Olaf Scholz warnte sogar vor der Gefahr eines Atomkrieges
Tatsächlich hatte die Debatte um Waffenlieferungen am Wochenende durch den Brief von Intellektuellen neue Fahrt aufgenommen, die davor warnen, Deutschland zur Kriegspartei zu machen. Scholz selbst war lange strikt dagegen, auch deutsche Panzer zur Verfügung zu stellen und warnte sogar vor der Gefahr eines Atomkrieges. Jetzt ist er dafür, Panzer zu liefern, um die Ukraine für den Kampf zu rüsten. Wie passt das zusammen?
„Russland darf nicht gewinnen und die Ukraine darf nicht verlieren“, sagt er, erklärt aber zugleich seine eigene Zerrissenheit: „Mit jeder Entscheidung ist verbunden, dass wir überlegen: Was hat das für weitere Konsequenzen?“ Das Dilemma des Regierungschefs besteht auch daran, dass er sich gleichzeitig von anderer Seite Kritik gefallen lassen muss, zu wenig für die Ukraine zu tun. Er kontert: „Ganz klar ist: Unsere Hilfe, die wir geleistet haben, die finanzielle und die militärische, hat dazu beigetragen, dass die ukrainische Armee jetzt so lange durchhalten kann gegen einen so mächtigen Gegner.“
"Was nun, Herr Scholz?": Olaf Scholz will sich nicht festlegen, wann er nach Kiew reist
Neben militärischer Unterstützung stehen weitere wirtschaftliche Sanktionen zur Debatte. Am Montag hatte die Europäische Union keine Einigung über ein Öl-Embargo gegen Russland erzielen können. Vor allem Ungarn stellt sich bislang quer.
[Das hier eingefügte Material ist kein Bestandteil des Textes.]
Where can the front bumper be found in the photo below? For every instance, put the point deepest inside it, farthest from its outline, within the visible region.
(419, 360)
Scholz betont, es sei stets klar gewesen, dass man keine Maßnahmen verhängen wolle, „die uns mehr schaden als Russland“. Er hofft aber weiterhin auf eine gemeinsame Entscheidung der EU-Staaten, was den Boykott russischen Öls angeht, den die Regierung der Ukraine schon lange fordert.
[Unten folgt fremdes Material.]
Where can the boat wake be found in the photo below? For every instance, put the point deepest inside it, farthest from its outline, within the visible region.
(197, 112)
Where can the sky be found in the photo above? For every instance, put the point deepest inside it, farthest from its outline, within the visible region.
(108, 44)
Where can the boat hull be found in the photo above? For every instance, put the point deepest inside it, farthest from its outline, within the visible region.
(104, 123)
Bundesaußenministerin Annalena Baerbock kündigte einen weiteren Besuch in Kiew an, CDU-Chef Friedrich Merz wird schon vorher dorthin reisen. Und der Kanzler? Ob und wann er selbst nach Kiew reisen werde, um sich mit Präsident Wolodymyr Selenksyj solidarisch zu zeigen, darauf will sich Scholz nicht festlegen. Vorerst wird jedenfalls nichts aus einer solchen Reise. Zu tief sitzt noch der Ärger darüber, dass die Ukraine einen Besuch von Bundespräsident Frank-Walter Steinmeier kürzlich abgelehnt hatte. Scholz bezeichnet das erst noch halbwegs diplomatisch als „bemerkenswerten Vorgang“, stellt dann aber unmissverständlich klar: „Das kann man nicht machen. Das steht der Sache im Weg.“ Auf die Frage, ob er sich beim G20-Gipfel im Herbst mit Wladimir Putin an einen Tisch setzen würde, gibt Scholz trotz mehrfachen Nachhakens keine klare Antwort. Gastgeber Indonesien hatte zuvor angekündigt, den Kreml-Herrscher trotz des Ukraine-Krieges einladen zu wollen.
Olaf Scholz übt bei "Was nun, Herr Scholz?" Kritik an Gerhard Schröder
Eine unmissverständliche Haltung hat der Kanzler hingegen zu seinem Vorgänger und SPD-Parteifreund Gerhard Schröder, der noch immer für russische Firmen Lobbyarbeit macht. „Ehrlicherweise finde ich es völlig unvertretbar, spätestens seit dem Kriegsbeginn unmöglich, dass der frühere Bundeskanzler diese Aufgaben weiterhin wahrnimmt“, sagt Scholz knallhart.